Greece has called a snap election to be held next month, launching a campaign that may produce no clear winner and threaten implementation of the international bailout plan that saved the nation from bankruptcy.
Prime minister Lucas Papademos announced the May 6th date today after meeting the president and his interim cabinet, which he said had done its job by securing the bailout and a landmark debt restructuring last month.
"Greece is in the middle of a difficult path," he said in a televised address to the nation. "The choices we make will not only determine which government will be formed after the election but Greece's course in decades to come."
Mr Papademos, a former central banker called in last year when a socialist government collapsed, told his ministers he hoped a new parliament, which must pass a slew of tough reforms to secure payments under the bailout, would convene by May 17th.
"The last months proved that faced with great problems and huge risks we can cooperate and overcome our differences," he said.
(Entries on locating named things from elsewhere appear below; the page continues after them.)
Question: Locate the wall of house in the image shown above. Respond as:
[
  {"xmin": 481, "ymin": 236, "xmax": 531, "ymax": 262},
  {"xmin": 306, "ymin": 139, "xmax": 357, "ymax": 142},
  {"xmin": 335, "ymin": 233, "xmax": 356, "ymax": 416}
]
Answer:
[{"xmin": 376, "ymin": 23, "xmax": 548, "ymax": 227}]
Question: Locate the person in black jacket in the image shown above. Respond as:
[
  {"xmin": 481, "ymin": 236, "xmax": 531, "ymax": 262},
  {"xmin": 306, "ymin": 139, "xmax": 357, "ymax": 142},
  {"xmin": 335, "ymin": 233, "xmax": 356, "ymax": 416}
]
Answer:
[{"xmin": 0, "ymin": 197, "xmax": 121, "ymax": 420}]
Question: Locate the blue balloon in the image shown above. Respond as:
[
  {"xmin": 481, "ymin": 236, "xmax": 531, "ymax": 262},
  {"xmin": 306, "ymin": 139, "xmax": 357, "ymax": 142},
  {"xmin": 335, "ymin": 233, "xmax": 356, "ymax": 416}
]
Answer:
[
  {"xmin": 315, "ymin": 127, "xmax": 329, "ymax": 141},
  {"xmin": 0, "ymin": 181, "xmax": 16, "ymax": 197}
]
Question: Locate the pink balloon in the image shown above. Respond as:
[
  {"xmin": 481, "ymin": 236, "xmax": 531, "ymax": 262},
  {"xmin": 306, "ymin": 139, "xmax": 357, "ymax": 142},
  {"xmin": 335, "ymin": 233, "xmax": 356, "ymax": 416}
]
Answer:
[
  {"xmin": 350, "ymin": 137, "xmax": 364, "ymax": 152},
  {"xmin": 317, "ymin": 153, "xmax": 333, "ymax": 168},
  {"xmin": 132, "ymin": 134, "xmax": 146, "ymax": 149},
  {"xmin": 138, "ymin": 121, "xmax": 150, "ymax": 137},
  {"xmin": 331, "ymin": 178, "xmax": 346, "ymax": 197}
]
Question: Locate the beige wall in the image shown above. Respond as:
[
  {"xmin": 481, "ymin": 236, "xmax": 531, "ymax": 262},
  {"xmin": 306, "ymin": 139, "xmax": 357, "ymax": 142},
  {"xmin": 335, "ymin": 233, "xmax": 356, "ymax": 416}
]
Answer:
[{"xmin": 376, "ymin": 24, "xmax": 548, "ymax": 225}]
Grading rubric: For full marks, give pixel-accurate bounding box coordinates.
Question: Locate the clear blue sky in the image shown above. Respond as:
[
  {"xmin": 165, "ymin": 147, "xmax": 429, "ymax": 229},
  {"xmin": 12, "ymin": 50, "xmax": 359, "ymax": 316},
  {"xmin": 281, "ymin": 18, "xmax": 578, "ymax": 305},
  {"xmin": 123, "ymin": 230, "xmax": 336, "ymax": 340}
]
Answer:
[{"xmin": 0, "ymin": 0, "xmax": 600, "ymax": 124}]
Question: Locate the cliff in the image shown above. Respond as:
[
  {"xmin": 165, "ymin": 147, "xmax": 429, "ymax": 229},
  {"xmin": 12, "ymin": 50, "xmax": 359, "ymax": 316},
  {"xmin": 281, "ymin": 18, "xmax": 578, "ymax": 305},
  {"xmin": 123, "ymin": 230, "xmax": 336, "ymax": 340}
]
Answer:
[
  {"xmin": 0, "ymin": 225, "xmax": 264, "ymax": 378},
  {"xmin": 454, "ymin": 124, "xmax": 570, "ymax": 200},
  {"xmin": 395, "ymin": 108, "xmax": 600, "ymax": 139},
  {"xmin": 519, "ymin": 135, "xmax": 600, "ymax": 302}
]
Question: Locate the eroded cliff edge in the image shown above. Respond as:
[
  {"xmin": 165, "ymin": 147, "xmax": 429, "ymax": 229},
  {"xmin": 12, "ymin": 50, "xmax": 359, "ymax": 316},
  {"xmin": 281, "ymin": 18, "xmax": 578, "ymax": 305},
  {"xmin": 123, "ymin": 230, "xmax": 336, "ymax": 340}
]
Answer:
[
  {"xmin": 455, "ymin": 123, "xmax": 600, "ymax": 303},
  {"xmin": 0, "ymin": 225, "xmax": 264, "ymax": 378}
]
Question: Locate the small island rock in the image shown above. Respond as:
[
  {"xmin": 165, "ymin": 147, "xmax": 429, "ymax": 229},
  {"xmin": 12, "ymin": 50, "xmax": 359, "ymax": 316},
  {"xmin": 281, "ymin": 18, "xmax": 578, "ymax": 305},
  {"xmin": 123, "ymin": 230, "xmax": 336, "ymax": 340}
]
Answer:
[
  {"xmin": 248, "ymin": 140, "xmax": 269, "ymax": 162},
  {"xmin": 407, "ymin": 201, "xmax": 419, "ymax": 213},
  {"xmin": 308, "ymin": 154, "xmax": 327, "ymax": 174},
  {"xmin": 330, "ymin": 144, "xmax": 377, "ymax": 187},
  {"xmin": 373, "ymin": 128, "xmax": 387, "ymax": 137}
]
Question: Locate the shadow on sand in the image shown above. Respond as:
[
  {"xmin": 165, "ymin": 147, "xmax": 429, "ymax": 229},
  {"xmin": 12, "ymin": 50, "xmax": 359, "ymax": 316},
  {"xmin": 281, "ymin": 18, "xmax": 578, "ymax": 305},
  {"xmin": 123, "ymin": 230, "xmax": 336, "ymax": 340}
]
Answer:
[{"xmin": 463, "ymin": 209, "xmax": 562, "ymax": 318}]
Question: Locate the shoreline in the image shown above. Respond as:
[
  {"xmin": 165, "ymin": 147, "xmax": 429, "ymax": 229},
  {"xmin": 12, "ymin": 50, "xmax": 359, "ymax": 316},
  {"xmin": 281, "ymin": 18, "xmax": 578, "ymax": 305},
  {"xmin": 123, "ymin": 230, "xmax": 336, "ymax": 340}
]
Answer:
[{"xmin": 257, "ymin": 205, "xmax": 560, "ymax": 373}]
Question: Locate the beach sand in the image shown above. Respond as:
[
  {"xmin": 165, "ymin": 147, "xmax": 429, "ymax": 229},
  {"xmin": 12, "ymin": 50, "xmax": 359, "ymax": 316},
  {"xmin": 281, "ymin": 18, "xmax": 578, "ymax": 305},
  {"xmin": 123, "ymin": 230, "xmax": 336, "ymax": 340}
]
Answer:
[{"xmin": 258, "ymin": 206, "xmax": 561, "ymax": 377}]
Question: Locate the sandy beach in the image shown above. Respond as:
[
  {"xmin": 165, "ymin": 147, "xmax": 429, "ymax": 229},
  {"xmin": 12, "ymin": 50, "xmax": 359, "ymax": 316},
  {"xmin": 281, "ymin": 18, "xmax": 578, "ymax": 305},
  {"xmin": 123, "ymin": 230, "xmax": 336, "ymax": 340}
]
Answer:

But the first elections since the debt crisis exploded at the end of 2009, dragging the country into its worst recession since World War II and shaking the euro, may be followed by protracted coalition negotiations.
The conservative New Democracy and the Socialist PASOK parties - which backed the Mr Papademos government - have lost public support for endorsing the bailout plan, and may not win enough votes to form a new coalition.
Opinion polls show that small parties which oppose the steep wage and pension cuts imposed by the European Union and IMF in return for aid are gaining ground. A public angry with the cuts has taken to the streets over the past two years in protests that have often turned violent.
Party leaders have already started unofficial campaigning, with conservative leader Antonis Samaras, whose party is ahead in all opinion polls, telling supporters over the weekend that he would raise low pensions and create jobs.
"Greece is now the worst condition it has ever been during times of peace," Samaras said on Wednesday. "Greek people will have the chance to determine their future in this election."
Recent opinion polls show his New Democracy party would win between 18 and 25 per cent of the vote, ahead of PASOK's 11-16 per cent but far behind the socialists' sweeping 43.9 per cent in the pre-crisis election of October 2009.
Mr Samaras has said repeatedly that he is aiming for an outright majority and has warned that he might trigger a repeat election if he does not get enough votes.
Both New Democracy and PASOK back EU/IMF reforms such as opening up of closed professions, slashing the public sector workforce by a fifth and cutting pensions, but Mr Samaras said he would renegotiate some parts of the plan.